The University of Kentucky has unveiled its new Sports Medicine Research Institute, which came about – in part – through a major grant from the U.S. Department of Defense.
Some of the equipment could be straight out of a video game development lab or an action movie set.
Wednesday, following a press conference, reporters lined the perimeter of a biomechanics area where researchers will conduct motion analysis studies. At the center is a jockey riding a horse-racing simulator, which sends a digital projection of her actions onto a monitor. Standing just outside the circle, institute director John Abt explains the setup.
Think “bullet time” from the Matrix films.
"[The cameras] are identical to those that are used for video games and special effects in the movies. So you're not too far off for the Matrix," Abt says. "We just use them for the science."
That’s the science of preventing and healing sports injuries, which, it turns out, bear a close resemblance to physical wounds sustained by soldiers.

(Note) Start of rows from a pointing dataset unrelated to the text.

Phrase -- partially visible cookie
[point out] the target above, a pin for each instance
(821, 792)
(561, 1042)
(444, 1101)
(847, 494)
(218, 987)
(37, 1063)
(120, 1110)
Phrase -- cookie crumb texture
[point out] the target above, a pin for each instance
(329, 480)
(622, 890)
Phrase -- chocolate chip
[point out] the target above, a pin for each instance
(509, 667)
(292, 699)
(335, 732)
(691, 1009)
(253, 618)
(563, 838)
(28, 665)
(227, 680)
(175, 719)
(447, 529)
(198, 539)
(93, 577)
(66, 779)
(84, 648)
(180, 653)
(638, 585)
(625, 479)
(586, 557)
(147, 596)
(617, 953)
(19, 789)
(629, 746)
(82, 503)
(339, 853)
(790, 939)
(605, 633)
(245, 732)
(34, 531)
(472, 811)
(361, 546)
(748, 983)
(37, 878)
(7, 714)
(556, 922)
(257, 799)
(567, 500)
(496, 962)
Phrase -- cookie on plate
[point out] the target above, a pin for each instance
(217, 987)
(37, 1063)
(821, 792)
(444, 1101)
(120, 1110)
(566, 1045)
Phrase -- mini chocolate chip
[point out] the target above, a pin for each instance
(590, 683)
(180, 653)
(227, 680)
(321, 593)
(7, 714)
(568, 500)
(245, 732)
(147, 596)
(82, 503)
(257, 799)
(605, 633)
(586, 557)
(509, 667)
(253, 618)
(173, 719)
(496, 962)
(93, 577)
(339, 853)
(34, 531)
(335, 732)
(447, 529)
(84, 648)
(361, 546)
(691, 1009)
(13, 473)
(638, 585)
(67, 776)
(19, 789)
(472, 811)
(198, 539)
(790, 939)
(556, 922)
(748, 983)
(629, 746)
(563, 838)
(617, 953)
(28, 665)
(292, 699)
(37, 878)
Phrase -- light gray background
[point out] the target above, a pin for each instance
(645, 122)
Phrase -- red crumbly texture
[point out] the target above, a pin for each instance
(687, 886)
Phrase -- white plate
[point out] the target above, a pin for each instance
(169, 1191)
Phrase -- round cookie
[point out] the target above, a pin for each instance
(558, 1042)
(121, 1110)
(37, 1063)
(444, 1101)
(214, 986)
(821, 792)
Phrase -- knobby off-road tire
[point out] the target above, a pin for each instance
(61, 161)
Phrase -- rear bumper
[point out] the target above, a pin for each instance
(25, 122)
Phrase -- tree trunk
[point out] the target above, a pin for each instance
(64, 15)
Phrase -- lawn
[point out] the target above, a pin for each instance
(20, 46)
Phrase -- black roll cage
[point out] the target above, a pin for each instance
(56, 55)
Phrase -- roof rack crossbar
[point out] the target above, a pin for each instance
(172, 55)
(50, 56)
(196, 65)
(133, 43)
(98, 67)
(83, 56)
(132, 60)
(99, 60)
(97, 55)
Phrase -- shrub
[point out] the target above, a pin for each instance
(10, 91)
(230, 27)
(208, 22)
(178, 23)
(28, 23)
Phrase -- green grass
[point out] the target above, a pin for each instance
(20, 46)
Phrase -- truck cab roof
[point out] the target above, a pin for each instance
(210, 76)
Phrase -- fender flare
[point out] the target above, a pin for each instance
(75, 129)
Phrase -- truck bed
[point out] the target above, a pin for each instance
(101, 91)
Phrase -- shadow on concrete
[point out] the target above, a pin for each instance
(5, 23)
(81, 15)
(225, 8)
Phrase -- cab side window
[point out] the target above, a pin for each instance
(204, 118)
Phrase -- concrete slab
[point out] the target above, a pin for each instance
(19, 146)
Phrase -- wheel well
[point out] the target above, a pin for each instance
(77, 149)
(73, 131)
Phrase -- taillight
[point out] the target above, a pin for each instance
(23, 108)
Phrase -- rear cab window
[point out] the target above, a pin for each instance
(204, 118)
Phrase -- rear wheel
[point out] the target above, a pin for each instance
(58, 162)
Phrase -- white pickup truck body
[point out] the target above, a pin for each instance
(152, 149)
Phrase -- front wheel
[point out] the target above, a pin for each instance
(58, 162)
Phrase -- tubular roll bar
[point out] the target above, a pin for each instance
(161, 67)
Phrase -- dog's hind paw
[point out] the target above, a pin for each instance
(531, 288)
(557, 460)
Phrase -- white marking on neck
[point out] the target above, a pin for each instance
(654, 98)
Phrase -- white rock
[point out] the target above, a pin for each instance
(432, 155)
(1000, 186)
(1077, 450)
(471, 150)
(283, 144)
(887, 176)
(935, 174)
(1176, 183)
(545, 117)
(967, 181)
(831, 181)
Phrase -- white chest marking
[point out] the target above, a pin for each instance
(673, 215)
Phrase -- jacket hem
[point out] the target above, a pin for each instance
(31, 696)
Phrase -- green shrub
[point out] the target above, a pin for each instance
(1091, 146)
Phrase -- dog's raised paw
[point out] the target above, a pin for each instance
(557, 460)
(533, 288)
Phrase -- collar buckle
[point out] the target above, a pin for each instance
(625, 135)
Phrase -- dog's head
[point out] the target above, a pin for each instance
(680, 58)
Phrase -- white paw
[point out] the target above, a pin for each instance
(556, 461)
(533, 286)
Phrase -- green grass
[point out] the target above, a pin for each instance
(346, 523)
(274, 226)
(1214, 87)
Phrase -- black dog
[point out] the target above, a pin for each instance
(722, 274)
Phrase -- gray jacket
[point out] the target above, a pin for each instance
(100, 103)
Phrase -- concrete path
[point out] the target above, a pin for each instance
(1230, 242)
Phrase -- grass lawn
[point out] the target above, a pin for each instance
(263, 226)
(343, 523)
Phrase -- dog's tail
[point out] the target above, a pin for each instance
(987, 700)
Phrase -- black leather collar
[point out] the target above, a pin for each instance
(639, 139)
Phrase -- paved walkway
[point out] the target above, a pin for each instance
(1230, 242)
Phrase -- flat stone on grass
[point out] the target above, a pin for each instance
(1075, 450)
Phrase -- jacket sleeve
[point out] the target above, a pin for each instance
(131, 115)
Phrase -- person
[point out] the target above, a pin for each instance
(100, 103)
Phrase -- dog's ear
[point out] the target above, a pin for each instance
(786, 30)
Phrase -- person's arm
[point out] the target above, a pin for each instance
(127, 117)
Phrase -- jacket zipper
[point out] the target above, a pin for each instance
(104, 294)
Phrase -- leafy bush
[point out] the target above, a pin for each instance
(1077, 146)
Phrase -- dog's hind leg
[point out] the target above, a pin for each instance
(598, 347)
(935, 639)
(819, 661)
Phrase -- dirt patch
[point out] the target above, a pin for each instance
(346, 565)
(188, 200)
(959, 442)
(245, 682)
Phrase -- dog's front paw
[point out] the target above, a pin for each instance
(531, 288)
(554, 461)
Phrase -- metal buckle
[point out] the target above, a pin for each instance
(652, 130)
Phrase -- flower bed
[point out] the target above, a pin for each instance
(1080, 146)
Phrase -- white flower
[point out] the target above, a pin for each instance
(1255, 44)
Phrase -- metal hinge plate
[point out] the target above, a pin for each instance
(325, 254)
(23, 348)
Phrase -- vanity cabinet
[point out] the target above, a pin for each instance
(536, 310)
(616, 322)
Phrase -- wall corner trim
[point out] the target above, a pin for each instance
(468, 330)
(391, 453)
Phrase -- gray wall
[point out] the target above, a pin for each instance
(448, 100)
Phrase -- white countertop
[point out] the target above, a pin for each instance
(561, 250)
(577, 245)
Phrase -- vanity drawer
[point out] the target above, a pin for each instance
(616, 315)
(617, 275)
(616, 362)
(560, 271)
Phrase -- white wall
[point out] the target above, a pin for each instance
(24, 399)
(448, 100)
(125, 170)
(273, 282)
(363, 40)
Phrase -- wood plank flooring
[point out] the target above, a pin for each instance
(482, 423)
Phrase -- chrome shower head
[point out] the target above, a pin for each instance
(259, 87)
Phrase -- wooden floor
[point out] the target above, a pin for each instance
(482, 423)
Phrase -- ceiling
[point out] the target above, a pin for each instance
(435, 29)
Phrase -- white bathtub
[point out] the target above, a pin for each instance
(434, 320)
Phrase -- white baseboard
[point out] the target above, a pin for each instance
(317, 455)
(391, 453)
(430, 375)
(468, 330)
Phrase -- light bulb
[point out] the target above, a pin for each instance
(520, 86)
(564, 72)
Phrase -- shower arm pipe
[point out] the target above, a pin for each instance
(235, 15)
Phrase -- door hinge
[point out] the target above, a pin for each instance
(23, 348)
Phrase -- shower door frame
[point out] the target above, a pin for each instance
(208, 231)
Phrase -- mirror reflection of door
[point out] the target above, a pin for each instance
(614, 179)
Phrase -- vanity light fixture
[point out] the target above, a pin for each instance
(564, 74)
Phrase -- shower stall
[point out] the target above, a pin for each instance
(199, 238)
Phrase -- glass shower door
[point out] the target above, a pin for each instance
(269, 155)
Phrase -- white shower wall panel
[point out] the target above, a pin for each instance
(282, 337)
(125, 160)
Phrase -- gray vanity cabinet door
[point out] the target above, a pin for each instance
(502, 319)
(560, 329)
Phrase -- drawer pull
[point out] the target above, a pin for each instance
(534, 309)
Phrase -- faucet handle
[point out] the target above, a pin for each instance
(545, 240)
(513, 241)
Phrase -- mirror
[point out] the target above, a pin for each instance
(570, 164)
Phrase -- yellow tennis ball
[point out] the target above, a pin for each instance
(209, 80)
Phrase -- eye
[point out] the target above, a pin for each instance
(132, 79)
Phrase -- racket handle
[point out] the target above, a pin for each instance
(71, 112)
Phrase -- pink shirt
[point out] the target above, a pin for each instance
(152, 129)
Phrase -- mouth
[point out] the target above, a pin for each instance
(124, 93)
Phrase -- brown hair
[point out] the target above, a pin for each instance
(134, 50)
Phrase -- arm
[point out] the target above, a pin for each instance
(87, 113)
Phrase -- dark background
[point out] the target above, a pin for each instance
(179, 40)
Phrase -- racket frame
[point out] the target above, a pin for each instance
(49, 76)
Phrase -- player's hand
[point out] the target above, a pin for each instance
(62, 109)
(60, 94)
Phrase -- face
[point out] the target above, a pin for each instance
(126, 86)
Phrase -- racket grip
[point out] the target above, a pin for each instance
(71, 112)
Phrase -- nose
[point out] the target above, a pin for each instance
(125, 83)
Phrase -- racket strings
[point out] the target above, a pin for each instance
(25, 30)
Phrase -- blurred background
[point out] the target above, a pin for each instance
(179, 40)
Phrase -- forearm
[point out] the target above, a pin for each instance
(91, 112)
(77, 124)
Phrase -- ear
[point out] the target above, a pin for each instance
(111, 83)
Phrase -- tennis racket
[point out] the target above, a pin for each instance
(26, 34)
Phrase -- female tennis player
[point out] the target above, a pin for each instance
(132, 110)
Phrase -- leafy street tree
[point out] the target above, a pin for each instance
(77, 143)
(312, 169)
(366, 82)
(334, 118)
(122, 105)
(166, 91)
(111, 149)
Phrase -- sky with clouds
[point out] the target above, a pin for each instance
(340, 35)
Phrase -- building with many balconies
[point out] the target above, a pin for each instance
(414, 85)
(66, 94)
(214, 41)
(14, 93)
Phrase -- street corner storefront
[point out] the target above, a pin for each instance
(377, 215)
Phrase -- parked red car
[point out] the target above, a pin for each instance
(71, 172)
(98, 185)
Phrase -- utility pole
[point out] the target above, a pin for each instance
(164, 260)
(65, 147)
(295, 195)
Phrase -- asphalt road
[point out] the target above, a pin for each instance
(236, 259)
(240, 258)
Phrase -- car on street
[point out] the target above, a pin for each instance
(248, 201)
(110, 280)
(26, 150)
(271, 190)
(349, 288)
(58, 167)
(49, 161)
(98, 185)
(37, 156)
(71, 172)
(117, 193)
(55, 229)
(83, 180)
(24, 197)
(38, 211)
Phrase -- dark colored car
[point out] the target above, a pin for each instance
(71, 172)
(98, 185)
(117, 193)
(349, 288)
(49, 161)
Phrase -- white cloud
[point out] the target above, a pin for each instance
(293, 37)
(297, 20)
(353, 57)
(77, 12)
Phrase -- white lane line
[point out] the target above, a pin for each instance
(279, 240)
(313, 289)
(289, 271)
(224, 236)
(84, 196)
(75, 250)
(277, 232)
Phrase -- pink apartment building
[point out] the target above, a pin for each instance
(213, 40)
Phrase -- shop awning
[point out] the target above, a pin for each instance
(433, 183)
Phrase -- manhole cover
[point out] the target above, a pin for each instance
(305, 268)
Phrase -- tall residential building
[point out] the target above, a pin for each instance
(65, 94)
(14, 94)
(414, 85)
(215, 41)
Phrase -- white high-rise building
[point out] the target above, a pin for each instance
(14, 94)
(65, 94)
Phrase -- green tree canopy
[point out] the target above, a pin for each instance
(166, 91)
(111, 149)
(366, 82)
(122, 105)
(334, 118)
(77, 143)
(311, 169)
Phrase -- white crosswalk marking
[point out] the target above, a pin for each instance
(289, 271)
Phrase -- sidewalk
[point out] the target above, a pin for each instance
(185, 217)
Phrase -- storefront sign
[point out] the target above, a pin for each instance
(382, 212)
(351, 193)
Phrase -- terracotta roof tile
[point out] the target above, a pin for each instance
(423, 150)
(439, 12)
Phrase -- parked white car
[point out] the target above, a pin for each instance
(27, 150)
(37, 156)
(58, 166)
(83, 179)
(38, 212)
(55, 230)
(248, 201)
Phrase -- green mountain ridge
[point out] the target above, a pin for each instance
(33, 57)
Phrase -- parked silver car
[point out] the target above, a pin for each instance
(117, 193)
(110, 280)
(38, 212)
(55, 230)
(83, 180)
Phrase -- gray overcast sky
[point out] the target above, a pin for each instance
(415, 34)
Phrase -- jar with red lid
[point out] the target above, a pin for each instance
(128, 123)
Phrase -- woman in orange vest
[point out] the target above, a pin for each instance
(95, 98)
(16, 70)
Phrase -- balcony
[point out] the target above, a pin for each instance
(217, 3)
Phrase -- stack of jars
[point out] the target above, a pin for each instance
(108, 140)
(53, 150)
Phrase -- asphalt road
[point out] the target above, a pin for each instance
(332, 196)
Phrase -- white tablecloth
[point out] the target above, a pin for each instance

"It's high intensity, high velocity activities. Risk levels are very high. Injuries are inevitable," UK College of Health Sciences Dean Scott Lephart says, "but we also know that we have the potential to reduce those injuries through systematic research, and that's really the focus of what we do."
That overlap helped secure the Institute a $4.2 million grant from the Defense Department.
The result is a facility outfitted with sophisticated treadmills that measure oxygen consumption and stress, and a virtual reality room dedicated to balance and reaction times – making the center, according to school officials, unlike any other within a 400-mile radius.